# The Australian Table Wines sketch From Monty Python



## mike

A lot of people in this country pooh-pooh Australian table wines. This is a
pity, as many fine Australian wines appeal not only to the Australian palette,
but also to the cognoscenti of Great Britain.

"Black Stump Bordeaux" is rightly praised as a peppermint flavoured
Burgundy, whilst a good "Sydney Syrup" can rank with any of the world's
best sugary wines.

"Chateau Bleu", too, has won many prizes; not least for its taste, and
its lingering afterburn.

"Old Smokey, 1968" has been compared favourably to a Welsh claret,
whilst the Australian wino society thouroughly recommends a 1970 "Coq du
Rod Laver", which, believe me, has a kick on it like a mule: 8 bottles
of this, and you're really finished -- at the opening of the Sydney
Bridge Club, they were fishing them out of the main sewers every half an
hour.

Of the sparkling wines, the most famous is "Perth Pink". This is a
bottle with a message in, and the message is BEWARE!. This is not a
wine for drinking -- this is a wine for laying down and avoiding.

Another good fighting wine is "Melbourne Old-and-Yellow", which is
particularly heavy, and should be used only for hand-to-hand combat.

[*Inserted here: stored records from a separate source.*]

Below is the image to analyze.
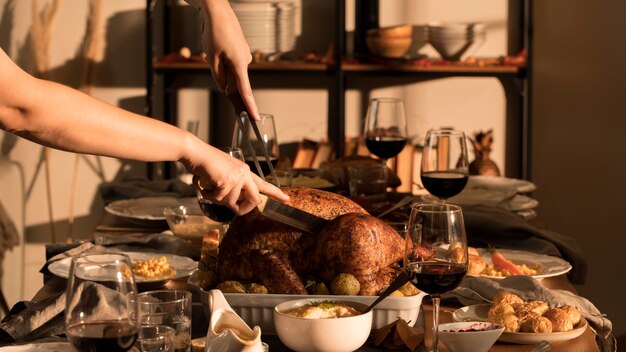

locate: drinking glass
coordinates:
[65,254,139,352]
[192,147,244,223]
[233,114,278,177]
[363,98,407,163]
[420,129,469,203]
[138,290,191,352]
[404,203,468,351]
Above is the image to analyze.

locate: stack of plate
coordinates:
[428,23,485,61]
[230,0,296,54]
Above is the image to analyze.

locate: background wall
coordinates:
[531,0,626,343]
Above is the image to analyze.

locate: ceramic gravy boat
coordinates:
[204,290,263,352]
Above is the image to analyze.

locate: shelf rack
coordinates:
[146,0,530,179]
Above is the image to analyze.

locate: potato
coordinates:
[216,280,246,293]
[330,273,361,296]
[246,282,267,295]
[311,282,330,295]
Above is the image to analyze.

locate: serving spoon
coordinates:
[363,271,409,314]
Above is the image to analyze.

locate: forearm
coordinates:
[2,70,197,161]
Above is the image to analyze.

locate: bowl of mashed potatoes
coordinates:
[274,298,372,352]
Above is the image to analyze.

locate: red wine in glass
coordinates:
[67,321,139,352]
[245,156,278,177]
[420,171,468,199]
[405,262,467,295]
[365,136,407,160]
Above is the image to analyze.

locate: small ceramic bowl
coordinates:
[163,205,224,242]
[274,299,372,352]
[438,321,504,352]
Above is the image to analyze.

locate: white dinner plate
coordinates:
[48,252,198,283]
[468,248,572,279]
[0,342,76,352]
[104,197,201,220]
[452,304,587,345]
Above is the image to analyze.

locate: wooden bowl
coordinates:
[367,24,413,38]
[365,37,413,58]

Quite the reverse is true of "Chateau Chunder", which is an Appelachian
controle, specially grown for those keen on regurgitation -- a fine wine
which really opens up the sluices at both ends.

Real emetic fans will also go for a "Hobart Muddy", and a prize winning
"Cuiver Reserve Chateau Bottled Nuit San Wagga Wagga", which has a
bouquet like an aborigine's armpit.
​


----------



## Wanderer

Quite a few you've mentioned ther Mike I've never heard of but that ain't too startling given the number of different vineyards about these days.

We better let the PC police overlook the wafting from Wagga and I'll try to remember not to do a bouquet test if I come across it.

One of the best [smpoothest] [and everything a red should be] reds I've ever had was from a Robertson Vineyard [you've made me do some work on locating the 'culprits' - bit of a mystery and another story] found in all places, a little Vintner in Switzerland about 12 years ago.

And then though not that I remembered it at the time to be over the top, it was still not too bad, a good drop was had at one of few[I expect if not sole vineyard on NSW south coast], and that being Tilba Valley - beautiful little place and having a trip down to Vic in late May, I might just have to check it out again, been nearly 15 years and vines should have developed a bit now.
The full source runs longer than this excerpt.